Otro punto importante es cómo la configuras. Las mantas con modo eco, selección de niveles de temperatura y temporizador permiten limitar el consumo sin perder confort. Ajustar la temperatura a un nivel moderado y evitar el máximo constante puede rebajar bastante el coste acumulado del invierno.
No hay que olvidarse del aislamiento de la vivienda. En un dormitorio con ventanas bien selladas, puertas cerradas y sin corrientes de aire, el calor que genera la manta se conserva mucho mejor. Esto se traduce en menos horas de uso y en una menor necesidad de subir la potencia.
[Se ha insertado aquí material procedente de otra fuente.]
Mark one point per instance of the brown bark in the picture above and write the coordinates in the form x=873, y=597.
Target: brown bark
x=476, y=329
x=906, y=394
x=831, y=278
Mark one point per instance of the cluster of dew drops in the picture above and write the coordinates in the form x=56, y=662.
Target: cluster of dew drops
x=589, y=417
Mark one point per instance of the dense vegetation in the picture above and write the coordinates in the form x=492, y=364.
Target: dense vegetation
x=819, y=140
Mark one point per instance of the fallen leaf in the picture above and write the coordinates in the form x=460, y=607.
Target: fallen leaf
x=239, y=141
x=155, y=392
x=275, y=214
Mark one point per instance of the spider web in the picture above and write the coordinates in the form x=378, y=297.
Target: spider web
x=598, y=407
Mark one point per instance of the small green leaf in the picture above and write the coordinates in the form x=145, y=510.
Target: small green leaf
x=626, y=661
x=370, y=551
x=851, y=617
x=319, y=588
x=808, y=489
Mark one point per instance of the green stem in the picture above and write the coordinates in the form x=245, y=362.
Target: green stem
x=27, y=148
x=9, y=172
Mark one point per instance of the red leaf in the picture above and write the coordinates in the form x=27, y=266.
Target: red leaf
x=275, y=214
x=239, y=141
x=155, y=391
Manta eléctrica frente a otras formas de calefacción
Para valorar si la manta eléctrica compensa, es útil compararla con otros sistemas. Frente a un radiador de aceite o un calefactor de aire, que suelen consumir entre 1.000 y 2.500 W, una manta de 60-150 W es muchísimo más eficiente cuando solo quieres calentar a una persona o una cama.
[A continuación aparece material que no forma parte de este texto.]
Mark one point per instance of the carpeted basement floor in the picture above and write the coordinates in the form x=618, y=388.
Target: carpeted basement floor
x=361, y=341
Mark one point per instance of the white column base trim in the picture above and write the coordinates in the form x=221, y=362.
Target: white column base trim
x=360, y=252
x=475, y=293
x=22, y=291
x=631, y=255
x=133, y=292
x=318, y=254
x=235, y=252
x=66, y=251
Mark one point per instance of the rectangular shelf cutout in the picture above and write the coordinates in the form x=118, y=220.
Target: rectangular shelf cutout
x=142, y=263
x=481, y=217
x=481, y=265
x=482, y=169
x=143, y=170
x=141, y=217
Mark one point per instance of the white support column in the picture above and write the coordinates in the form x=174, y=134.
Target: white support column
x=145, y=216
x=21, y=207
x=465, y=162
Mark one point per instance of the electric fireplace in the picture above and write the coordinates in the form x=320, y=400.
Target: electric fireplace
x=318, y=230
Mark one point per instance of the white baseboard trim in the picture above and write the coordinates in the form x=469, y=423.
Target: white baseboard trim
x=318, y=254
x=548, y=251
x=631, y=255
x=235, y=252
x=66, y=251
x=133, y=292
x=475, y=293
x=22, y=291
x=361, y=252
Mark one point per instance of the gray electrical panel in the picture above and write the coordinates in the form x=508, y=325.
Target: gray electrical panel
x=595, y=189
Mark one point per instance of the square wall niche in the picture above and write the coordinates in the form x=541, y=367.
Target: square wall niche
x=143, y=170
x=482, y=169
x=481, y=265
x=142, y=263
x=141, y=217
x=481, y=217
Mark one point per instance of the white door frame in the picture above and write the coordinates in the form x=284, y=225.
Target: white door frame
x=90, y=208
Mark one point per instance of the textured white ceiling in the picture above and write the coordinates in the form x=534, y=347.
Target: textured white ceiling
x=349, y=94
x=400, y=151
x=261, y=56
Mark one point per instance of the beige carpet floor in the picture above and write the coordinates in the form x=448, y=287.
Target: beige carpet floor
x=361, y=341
Si miras los datos, un radiador eléctrico estándar puede llegar a consumir entre 15 y 20 veces más que una manta eléctrica. Mientras que la manta se conforma con 60-100 W en un modelo individual, el radiador se planta sin despeinarse en 1.500-2.000 W para calentar todo el aire de una estancia.
En el caso de las chimeneas eléctricas o estufas, la situación es parecida: son ideales para subir la temperatura de la habitación completa, pero su consumo es mucho más alto que el de una manta, y se nota bastante en la factura si las tienes muchas horas encendidas.
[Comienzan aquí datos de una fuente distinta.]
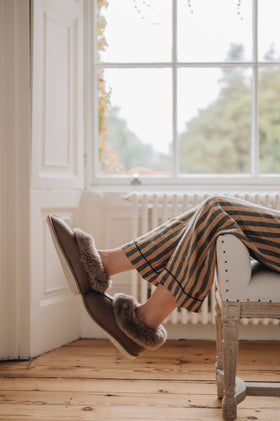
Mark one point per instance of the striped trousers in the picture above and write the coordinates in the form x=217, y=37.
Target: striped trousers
x=181, y=253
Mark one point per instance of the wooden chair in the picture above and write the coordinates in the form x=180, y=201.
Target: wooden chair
x=244, y=288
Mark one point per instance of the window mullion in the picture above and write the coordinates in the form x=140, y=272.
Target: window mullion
x=255, y=122
x=175, y=146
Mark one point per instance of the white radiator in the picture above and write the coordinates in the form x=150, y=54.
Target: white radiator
x=152, y=209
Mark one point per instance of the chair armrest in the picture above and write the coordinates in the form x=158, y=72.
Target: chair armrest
x=233, y=267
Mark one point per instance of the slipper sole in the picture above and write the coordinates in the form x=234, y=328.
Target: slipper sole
x=66, y=266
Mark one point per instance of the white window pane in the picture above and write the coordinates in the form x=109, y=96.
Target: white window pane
x=214, y=31
x=137, y=34
x=214, y=120
x=269, y=30
x=135, y=133
x=269, y=120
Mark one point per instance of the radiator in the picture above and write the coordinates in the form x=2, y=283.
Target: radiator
x=152, y=209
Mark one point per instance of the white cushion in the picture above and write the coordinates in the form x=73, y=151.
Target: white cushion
x=239, y=279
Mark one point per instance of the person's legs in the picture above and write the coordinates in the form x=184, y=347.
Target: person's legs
x=159, y=305
x=181, y=254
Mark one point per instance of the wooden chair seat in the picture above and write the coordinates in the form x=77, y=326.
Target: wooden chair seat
x=244, y=288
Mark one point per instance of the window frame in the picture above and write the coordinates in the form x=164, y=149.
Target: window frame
x=251, y=180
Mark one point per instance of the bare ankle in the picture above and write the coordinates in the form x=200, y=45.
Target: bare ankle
x=115, y=261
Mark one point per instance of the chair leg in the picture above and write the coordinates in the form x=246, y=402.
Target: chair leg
x=219, y=349
x=230, y=330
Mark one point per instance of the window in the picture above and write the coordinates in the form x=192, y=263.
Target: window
x=187, y=91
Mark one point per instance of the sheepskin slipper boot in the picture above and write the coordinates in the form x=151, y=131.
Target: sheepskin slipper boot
x=90, y=258
x=124, y=307
x=79, y=258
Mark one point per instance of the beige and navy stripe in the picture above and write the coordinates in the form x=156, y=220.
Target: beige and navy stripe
x=181, y=253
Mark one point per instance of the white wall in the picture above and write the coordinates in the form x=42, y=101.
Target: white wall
x=14, y=189
x=108, y=217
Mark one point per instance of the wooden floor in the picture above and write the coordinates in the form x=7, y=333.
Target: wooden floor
x=90, y=380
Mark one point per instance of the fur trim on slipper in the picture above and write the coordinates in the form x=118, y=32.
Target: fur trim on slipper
x=91, y=260
x=124, y=309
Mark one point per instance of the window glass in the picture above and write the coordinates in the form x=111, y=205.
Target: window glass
x=215, y=125
x=137, y=31
x=209, y=32
x=269, y=120
x=135, y=133
x=269, y=30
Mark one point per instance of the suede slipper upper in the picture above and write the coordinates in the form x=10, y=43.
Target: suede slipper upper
x=124, y=307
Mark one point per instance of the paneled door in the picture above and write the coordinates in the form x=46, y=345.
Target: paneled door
x=57, y=173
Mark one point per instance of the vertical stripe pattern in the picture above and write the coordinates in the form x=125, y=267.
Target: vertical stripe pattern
x=181, y=253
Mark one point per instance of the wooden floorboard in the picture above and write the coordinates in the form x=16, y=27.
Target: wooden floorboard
x=90, y=380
Frente a la calefacción central (eléctrica o de gas) hay otro matiz. Un sistema central bien regulado puede ser eficiente para calentar toda la vivienda, pero acarrea gastos fijos, costes de mantenimiento y un consumo global más elevado. La manta eléctrica, en cambio, es perfecta para uso puntual, habitaciones poco usadas o segundas residencias.
La combinación ganadora muchas veces pasa por bajar un poco el termostato de la calefacción general (16-17 ºC) y usar la manta como apoyo en la cama. Por cada grado que descendes la calefacción se suele estimar un ahorro cercano al 7 % en la factura, y ese hueco lo rellena el calor directo de la manta sobre el cuerpo.
Normativa y eficiencia energética de las mantas eléctricas en España
Las mantas eléctricas, como cualquier pequeño electrodoméstico, están sujetas a normas de seguridad y eficiencia energética dentro de la Unión Europea y en España. Esto hace que los modelos actuales sean mucho más seguros y consuman menos que los de hace una o dos décadas.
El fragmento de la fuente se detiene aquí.